リー様なんか腹を抱えて笑っている……リー様も家臣だけど、とても気さくな関係なんだろうけど、王様に向かってそんなに笑って怒られないか大丈夫なのかな?
王様は一瞬黙って俺を睨んでいたが、俺の頭をポンポンと叩かれて
「すまんな」
と笑って言った。
王様まで……俺の生い立ちを既に知っていると思うのに嫌な顔を何一つされなくて優しい眼差しに自分の心も舞い上がってしまう。
リー様が「笑顔が嬉しかったら笑顔で返すと喜ぶ」と教えて貰ったから俺も笑顔の練習の成果を発揮しなければ!!
細くて裸だなんて滑稽な姿だけど、俺は王様に笑顔を返してみるといきなり抱き締められてしまった。
「わっ!!王様!!」
チェン先生もお父様もリー様も……特に王様の行動を止めるような素振りはない。
俺に危害は加えないと分かっているからなのかな?
でも今の俺……薬まみれの裸……
「あの……?」
「ハオラン。

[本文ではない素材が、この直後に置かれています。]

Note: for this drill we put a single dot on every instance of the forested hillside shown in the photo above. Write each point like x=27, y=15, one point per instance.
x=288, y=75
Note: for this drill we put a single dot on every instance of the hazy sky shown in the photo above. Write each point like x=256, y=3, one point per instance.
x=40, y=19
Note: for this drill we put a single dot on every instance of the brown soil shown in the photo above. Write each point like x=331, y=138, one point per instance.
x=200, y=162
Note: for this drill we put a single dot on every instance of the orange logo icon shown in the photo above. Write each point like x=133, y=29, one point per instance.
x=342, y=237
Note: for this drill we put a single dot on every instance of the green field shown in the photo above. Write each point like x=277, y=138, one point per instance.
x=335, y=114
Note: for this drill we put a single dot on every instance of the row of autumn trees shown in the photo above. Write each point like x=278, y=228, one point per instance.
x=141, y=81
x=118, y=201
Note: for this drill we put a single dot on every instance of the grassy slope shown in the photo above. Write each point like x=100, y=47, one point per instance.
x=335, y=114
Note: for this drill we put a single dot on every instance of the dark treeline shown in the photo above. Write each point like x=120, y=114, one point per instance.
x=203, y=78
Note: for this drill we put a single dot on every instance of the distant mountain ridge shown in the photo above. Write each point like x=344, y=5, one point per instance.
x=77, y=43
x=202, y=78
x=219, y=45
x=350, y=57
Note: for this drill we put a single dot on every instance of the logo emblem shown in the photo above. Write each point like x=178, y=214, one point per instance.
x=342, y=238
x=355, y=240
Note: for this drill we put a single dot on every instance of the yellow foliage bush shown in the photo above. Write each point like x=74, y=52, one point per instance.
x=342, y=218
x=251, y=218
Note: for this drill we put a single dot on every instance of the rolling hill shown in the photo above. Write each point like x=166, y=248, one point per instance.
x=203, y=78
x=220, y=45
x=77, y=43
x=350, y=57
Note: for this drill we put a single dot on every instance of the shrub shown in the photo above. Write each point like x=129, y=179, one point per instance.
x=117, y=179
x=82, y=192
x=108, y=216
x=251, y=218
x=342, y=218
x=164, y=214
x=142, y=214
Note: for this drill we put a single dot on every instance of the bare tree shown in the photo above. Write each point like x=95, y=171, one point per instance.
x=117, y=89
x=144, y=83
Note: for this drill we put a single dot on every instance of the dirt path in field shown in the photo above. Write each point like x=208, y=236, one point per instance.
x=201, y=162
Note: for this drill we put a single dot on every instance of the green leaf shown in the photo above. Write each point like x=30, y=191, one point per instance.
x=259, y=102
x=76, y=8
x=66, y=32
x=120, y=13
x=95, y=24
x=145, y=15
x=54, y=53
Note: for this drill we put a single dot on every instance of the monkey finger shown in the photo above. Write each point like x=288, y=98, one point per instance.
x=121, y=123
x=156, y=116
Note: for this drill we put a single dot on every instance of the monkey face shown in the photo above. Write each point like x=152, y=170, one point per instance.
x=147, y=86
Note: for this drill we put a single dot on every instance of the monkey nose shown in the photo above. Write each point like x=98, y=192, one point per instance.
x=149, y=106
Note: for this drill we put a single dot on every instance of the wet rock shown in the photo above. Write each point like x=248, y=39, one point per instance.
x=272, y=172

お前は何が望みだ?」
王様が唐突にそんな事を聞いてきた。
「望み……?」
「そうだ。お前の望みは何だ?無いのか?」
そんないきなり聞かれても……望みか……俺が望んでいる事なんて聞かれた事も無かったし口に出した事もなかった……
「…………」
「お前の望みはないのか?」
「あ、あります………」
「何だ?勿体振らずに言ってみろ!」
「…………えっと……」
王様に抱き締められながら、お父様と目が合った。
お父様は王様と俺のやり取りを聞きながら、俺が自分の望みを言うのを待っているように優しい目をしてうんうんと頷いていた。
「私は……私の望みは、働いてお金を貰って、そのお金で欲しい物を買ってみたいです。
そうは言っても俺はこんな髪と瞳ですし、普通の働き口が見つかるかどうか……それに男娼と子守りと畑仕事しかした事がなくて……計算も苦手ですし、まだ熱があって何言ってるんだかと思われるでしょうけど」
エヘヘっと。
そんな事が俺の小さい時からの夢だった。
普通の人なら出来る事だから恥ずかしかったけど、なぜか正直に口にしてしまった。
しかも王様に。
自分で言ってしまった内容に、恥ずかしくなって笑って誤魔化してしまったのは許して欲しい。
「…………そうか」
だけど王様は俺の言った事にもちゃんと笑わないでくれてホッとした。